«Dès la première impression, nous devons davantage prouver notre compétence qu’un collègue masculin.»
Monette Malewski en sait quelque chose. En 1998, au décès de son mari, elle a repris les rênes de son entreprise, Groupe M Bacal. «J’étais dans l’industrie depuis quatre ans, mais j’avais déjà atteint une maturité professionnelle dans d’autres domaines, raconte l’actuelle propriétaire, présidente et directrice générale. J’ai donc passé trois jours chez moi pour écrire une lettre qui allait passer le flambeau de mon mari à moi : j’ai gardé 96 % de ma clientèle.»
Puis, en 2003, elle fait l’acquisition d’un cabinet montréalais connu : «J’ai ensuite assisté à une grande conférence canadienne, et le buzz était : « C’est qui cette femme qui a acheté l’entreprise ? Comment cet homme a-t-il vendu à une femme ? » se souvient-elle.

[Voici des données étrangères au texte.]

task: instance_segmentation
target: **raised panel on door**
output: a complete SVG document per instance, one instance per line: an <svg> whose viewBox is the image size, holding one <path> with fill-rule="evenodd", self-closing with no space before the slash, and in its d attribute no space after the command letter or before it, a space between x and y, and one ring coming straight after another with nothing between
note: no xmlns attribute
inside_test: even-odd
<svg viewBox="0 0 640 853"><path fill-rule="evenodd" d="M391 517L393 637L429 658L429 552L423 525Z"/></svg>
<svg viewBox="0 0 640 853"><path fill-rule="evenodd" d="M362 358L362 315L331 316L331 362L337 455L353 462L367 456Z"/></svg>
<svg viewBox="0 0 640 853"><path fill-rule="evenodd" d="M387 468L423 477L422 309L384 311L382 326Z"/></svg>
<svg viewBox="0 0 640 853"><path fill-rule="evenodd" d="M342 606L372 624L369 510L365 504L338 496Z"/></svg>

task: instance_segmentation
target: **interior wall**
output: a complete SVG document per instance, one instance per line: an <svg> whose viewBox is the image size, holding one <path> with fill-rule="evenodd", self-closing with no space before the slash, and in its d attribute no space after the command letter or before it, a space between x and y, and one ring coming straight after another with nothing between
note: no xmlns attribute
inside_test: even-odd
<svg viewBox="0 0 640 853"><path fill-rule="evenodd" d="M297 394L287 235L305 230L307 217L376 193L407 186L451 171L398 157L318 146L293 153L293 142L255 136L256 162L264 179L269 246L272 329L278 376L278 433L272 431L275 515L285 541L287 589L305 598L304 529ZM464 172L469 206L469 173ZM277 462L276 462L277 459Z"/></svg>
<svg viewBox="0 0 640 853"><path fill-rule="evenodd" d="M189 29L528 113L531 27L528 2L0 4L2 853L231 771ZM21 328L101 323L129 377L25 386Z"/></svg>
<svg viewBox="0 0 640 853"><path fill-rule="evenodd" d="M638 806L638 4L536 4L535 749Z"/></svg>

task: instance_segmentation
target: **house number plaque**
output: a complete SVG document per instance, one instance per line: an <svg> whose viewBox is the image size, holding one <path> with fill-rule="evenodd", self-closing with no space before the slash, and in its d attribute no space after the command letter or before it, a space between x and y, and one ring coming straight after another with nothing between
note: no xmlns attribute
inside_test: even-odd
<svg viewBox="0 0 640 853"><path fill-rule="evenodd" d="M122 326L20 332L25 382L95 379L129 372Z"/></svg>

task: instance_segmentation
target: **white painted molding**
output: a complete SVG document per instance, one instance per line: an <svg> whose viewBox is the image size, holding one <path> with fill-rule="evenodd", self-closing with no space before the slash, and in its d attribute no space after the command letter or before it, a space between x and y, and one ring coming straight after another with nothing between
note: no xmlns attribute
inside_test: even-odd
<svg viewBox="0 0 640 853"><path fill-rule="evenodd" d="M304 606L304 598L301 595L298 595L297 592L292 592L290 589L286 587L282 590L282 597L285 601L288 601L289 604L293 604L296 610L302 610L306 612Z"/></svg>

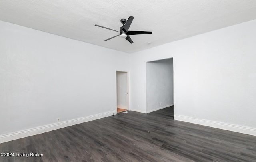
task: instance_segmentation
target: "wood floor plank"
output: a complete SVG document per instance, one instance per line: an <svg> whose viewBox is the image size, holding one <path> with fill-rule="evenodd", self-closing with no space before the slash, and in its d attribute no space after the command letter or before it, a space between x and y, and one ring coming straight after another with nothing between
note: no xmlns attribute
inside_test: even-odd
<svg viewBox="0 0 256 162"><path fill-rule="evenodd" d="M0 144L0 162L253 162L256 136L174 121L174 107L118 113Z"/></svg>

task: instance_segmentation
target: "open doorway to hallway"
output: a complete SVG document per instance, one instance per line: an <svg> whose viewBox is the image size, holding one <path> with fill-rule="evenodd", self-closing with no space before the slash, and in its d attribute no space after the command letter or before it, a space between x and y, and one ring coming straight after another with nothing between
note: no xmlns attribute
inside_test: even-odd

Ils n’auraient jamais fait ça avec un homme.»
Surtout que dans ce type de rassemblement professionnel, «souvent, les gens prennent notre conjoint pour le représentant ou nous prennent pour une adjointe», note Annie Duchesne, présidente de Planifia, conseillère en sécurité financière et en rente collective, et représentante de courtier en épargne collective sur le marché dispensé.
Réalités variables
La situation s’aggrave dans les événements où sont conviés les représentants de toutes entreprises confondues. «J’y suis allée seule une fois, et je me suis trouvée dans des situations vraiment désagréables et déplacées ; les personnalités des hommes qui se sentent seuls ressortent, se désole Annie Duchesne. À partir de ce jour-là, je me suis dit que je serais toujours accompagnée.»
Même chose pour Guylaine Dufresne, directrice principale Investissement et Planification financière chez Banque Laurentienne. «Je crois que nous retrouvons moins [ces situations-là] dans le milieu bancaire que chez les indépendants, avance celle qui a déjà travaillé à son compte au sein de Groupe Investors. Ce milieu n’a peut-être pas encore fini de s’habituer à la présence des femmes.»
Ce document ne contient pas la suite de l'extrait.